The researchers can alter both the tip voltage and the microwave frequency to examine different aspects of the sample. For example, in one 2012 paper, Atif Imtiaz and PML colleagues, along with researchers at instrument-maker Agilent Technologies, Inc., showed how changing the tip bias reveals the local carrier density in a semiconductor, and hence the dopant profile of a region. “Depending on the sign of the applied bias to the tip, the charge carriers in the semiconductor are attracted or depleted from the surface, forming a space charge region,” the authors write.
Because the width of that region is also a function of the carrier density, it provides a sensitive measure of dopant composition. “Very recently,” Kabos says, “we have been able to look into a 3 micrometer wide area and see how the doping is distributed at the P-N junction, as well as locate the junction precisely.”
Alternatively, changing the microwave frequency reveals other properties. “The same material may look very different at 5, 7, or 18 GHz,” Kabos says. “So we can not only determine the doping profile locally, but also look at performance for a given frequency in a given region.”
The new device, slated for a fall arrival, will provide many new capabilities. The existing instruments have a single tip that is open to the air. The new NSMM has four tips, permitting simultaneous comparisons of materials, and it is enclosed in an ultra-high vacuum chamber to minimize signal interference and sample contamination. It also features a vacuum sample-preparation chamber and temperature control from about 30 K to room temperature.
Among other uses, the new instrument will allow the researchers to explore in much greater detail the properties that affect the suitability of various materials, operating at microwave frequencies, for use in nanoscale electronics and bioelectronics, as well as emerging technologies for spintronic or phasetronic applications in single- and multi-layer configurations.

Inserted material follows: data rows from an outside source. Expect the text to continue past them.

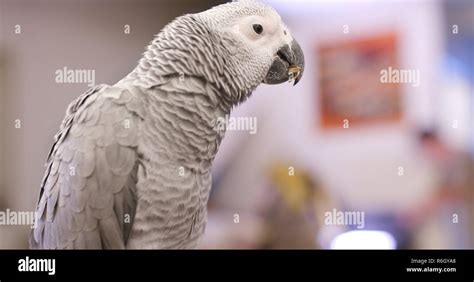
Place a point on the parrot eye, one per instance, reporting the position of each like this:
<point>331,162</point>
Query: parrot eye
<point>258,28</point>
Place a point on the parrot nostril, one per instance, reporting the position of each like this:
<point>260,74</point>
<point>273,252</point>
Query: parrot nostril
<point>282,56</point>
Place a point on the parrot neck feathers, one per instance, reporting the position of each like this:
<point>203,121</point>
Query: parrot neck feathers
<point>187,47</point>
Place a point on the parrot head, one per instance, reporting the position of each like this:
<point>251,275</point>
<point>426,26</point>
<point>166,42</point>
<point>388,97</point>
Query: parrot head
<point>258,41</point>
<point>235,46</point>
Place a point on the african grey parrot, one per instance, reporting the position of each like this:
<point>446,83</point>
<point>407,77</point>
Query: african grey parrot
<point>131,163</point>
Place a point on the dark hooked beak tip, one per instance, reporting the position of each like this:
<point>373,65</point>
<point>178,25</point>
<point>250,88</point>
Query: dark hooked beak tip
<point>288,65</point>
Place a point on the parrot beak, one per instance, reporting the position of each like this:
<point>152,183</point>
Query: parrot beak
<point>287,65</point>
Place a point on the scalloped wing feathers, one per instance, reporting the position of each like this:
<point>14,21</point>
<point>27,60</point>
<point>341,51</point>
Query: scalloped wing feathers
<point>88,194</point>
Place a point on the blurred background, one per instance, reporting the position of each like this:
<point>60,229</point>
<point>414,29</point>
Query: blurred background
<point>374,147</point>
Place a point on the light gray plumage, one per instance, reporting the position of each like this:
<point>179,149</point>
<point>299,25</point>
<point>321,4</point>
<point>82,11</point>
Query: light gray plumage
<point>131,164</point>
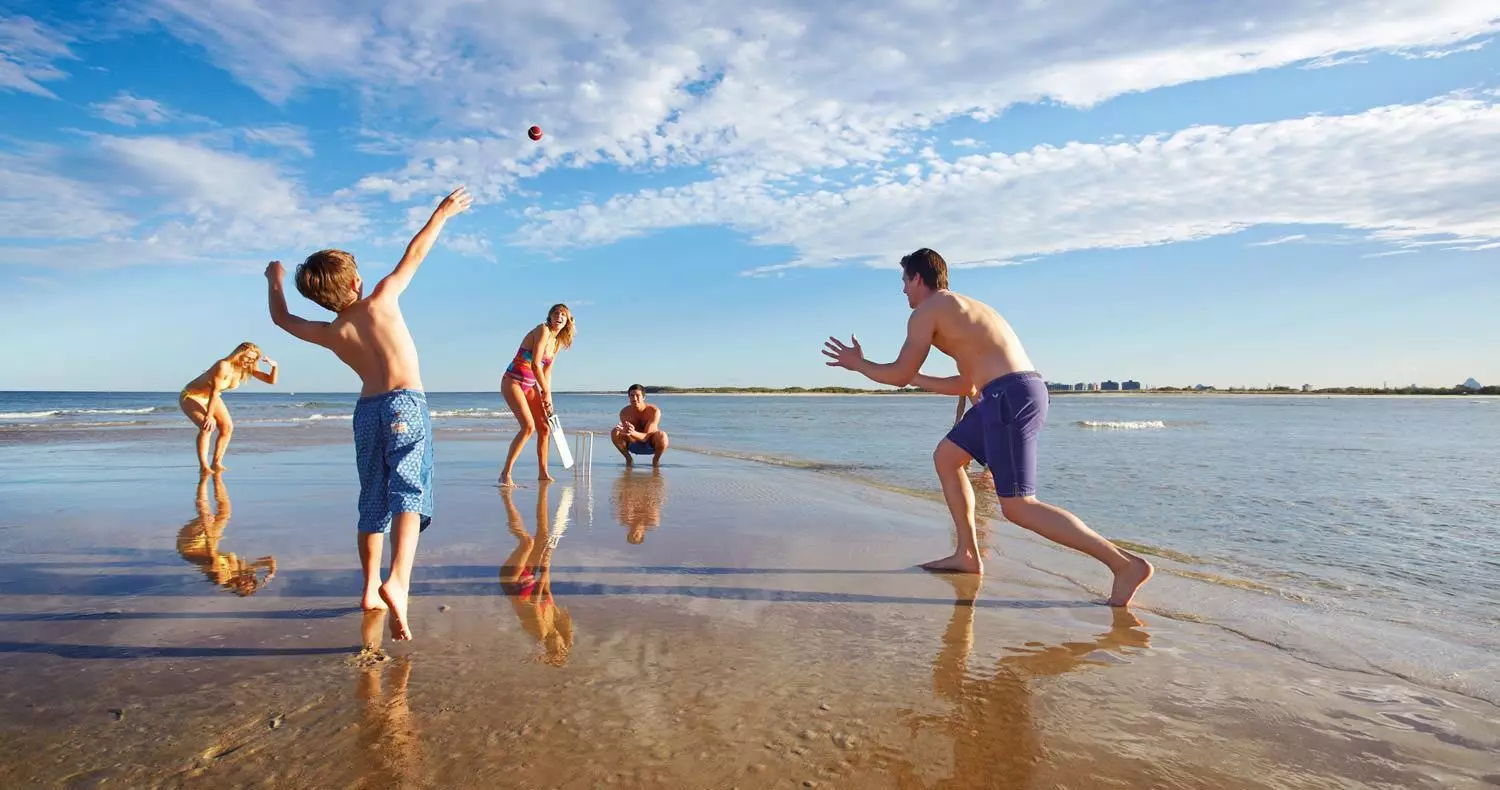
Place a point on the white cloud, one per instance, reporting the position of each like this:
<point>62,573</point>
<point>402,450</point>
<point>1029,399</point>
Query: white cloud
<point>287,137</point>
<point>1280,240</point>
<point>1404,174</point>
<point>36,203</point>
<point>27,54</point>
<point>765,87</point>
<point>128,110</point>
<point>170,200</point>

Future research will address several important areas. One is the possible development of reference materials. That effort will entail the creation of reliable, quantitative models for estimating local properties of materials and devices. Another area involves comparing and analyzing changes resulting from different variables, combining both voltage-dependent and frequency-dependent spectroscopy. There is considerable interest, for example, in measuring the derivative of the phase between incident and the reflected signal from the tip-to-sample load, as well as the currently measured derivative of capacitance as a function of voltage. That work could provide significant enhancements to the signal-to-noise ratio, improving sensitivity to water concentrations in biological samples and potentially enabling imaging of living biological cells in saline solution. Finally, there are plans to devise two-probe and multi-probe NSMM configurations that can measure complex microwave multi-port scattering matrix elements for broadband transport studies of systems such as high-frequency spintronics and carbon-based nanoelectronics.